---
title: "Under the hood - tokenlist"
output: rmarkdown::html_vignette
vignette: >
  %\VignetteIndexEntry{Under the hood - tokenlist}
  %\VignetteEngine{knitr::rmarkdown}
  %\VignetteEncoding{UTF-8}
---

```{r, include = FALSE}
knitr::opts_chunk$set(
  collapse = TRUE,
  comment = "#>"
)
```

```{r setup}
library(textrecipes)
```

**textrecipes** has been using lists of character vectors to carry around the tokens. A simple S3 vector class has been implemented with the **vctrs** package to handle that list of tokens, henceforth to be known as a `tokenlist`.

If you are only using this package for preprocessing then you most likely won't even notice that this change has happened. However if you are thinking of contributing to **textrecipes** then knowing about `tokenlist`s will be essential.

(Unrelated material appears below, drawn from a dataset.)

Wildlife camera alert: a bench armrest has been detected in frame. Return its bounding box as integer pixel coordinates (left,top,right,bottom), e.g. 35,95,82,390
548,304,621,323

A `tokenlist` is based around a simple list of character vectors, and has 3 attributes, `lemma`, `pos` and `tokens`.

# `tokens` attribute

The `tokens` attribute is a vector of the unique tokens contained in the data list.
This attribute is calculated automatically when using `tokenlist()`. If a function is applied to the tokenlist where the resulting unique tokens can be derived then `new_tokenlist()` can be used to create a tokenlist with known `tokens` attribute.

# `lemma` and `pos` attributes

Both the `lemma` and `pos` attribute are used in the same way. They default to `NULL` but can be filled depending on which engine is being used in `step_tokenize()`. The attribute is a list of characters in the exact shape and size as the tokenlist and should have a one-to-one relationship.

If a specific element is removed from the tokenlist then the corresponding element in `lemma` and `pos` should be removed.